ATLANTA, April 25, 2026, 13:06 (EDT)
- The Coca-Cola Company is set to post its first-quarter numbers on April 28, once again spotlighting its 2026 sales forecast for investors.
- One of Latin America’s biggest Coca-Cola bottlers surprised this week, recording higher volumes than anticipated—this even as Mexico’s sugary-drink tax remains in place.
- Coca-Cola closed out Friday at $76.63, up 0.46%. Keurig Dr Pepper shares moved higher; PepsiCo ended lower.
Coca-Cola is set to report first-quarter results next week, bringing with it a new World Cup campaign and an early read from a major Latin American bottler—both factors that are putting a finer point on the question of whether demand will endure following multiple years of rising prices.
The Atlanta-based company will report earnings before the New York Stock Exchange bell on Tuesday, April 28, with an investor call set for 8:30 a.m. ET. This update draws focus after Coke’s guidance in February projected organic revenue growth of 4% to 5% for 2026—organic revenue strips out items like currency shifts, acquisitions, and divestitures.
Investors looking at the bottling sector this week found Arca Continental in focus. The Coca-Cola bottler—second-largest in Latin America—posted a 2% increase in volumes over last year. Bottled water surged nearly 10%, and colas edged up 1%, this despite Mexico’s new sugary drinks tax.

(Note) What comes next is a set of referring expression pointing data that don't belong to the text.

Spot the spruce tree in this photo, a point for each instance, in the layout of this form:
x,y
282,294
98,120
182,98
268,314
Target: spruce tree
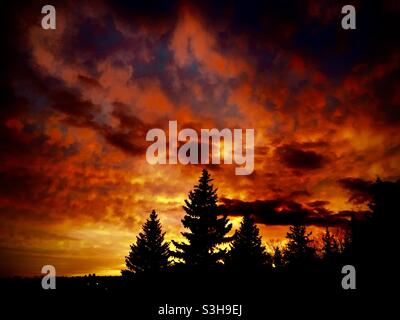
x,y
150,253
207,229
330,246
247,251
278,258
299,250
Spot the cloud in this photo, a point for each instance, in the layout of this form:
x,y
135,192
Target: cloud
x,y
359,189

Arca posted EBITDA of 10.63 billion pesos, landing above the 10.20 billion pesos analysts surveyed by LSEG had expected. Santander pointed out that “all eyes” were on Mexico’s volumes, while JPMorgan described the results as resilient, according to Reuters. Reuters
Coca-Cola kept up its momentum on the brand front. Powerade kicked off its FIFA World Cup 26 campaign, “Power Your Fate,” back on April 23, signing up Lamine Yamal and Rodrygo Goes as faces of the effort. Coke’s marketing chief Manolo Arroyo described the campaign as grounded in “preparation, discipline, and focus.” Coca-Cola Company
Sports drinks aren’t Coke’s main revenue stream, but they offer the company a shot at younger buyers and put it up against PepsiCo’s Gatorade. Back in February, Coca-Cola reported a 5% bump in sports drink sales for the fourth quarter, up just 1% for 2025. Coca-Cola Zero Sugar did better—13% higher in the quarter, 14% for the full year.

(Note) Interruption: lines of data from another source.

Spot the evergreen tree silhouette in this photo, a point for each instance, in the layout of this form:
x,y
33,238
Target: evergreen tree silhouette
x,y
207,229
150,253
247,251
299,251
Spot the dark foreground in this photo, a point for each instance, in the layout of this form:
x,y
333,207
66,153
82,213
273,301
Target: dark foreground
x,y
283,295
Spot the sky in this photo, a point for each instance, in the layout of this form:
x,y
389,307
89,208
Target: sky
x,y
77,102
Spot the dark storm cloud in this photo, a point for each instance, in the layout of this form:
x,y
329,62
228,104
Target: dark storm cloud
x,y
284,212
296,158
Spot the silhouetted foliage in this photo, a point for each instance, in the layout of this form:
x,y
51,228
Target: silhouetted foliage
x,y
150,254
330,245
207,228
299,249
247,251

It’s a patchwork landscape out there. Keurig Dr Pepper beat first-quarter sales and profit expectations Thursday, posting about a 12% jump in its U.S. beverage unit. Coffee, on the other hand, dragged margins. The results show demand for drinks isn’t moving in lockstep across the sector.
Coke faces a clear risk here: as prices climb, some shoppers might balk, while sugar taxes, swings in currencies, and costlier inputs keep squeezing both bottlers and margins. Back in February, Reuters flagged that Coca-Cola’s Asia-Pacific volume didn’t budge in the fourth quarter, with China and India weighing on the numbers. Jefferies’ Kaumil Gajrawala described the company’s 2026 outlook as “conservative” but “appropriate” given the year’s opening stretch. Reuters
Tuesday’s earnings will test a few things: Can Coke keep volumes up? Will zero-sugar and sports drinks do enough to counter softness in classic sodas? Investors also want to see if management holds the line on its 2026 outlook. With shares hovering around $76.63 and a market cap topping $330 billion, even subtle shifts in messaging could move the needle.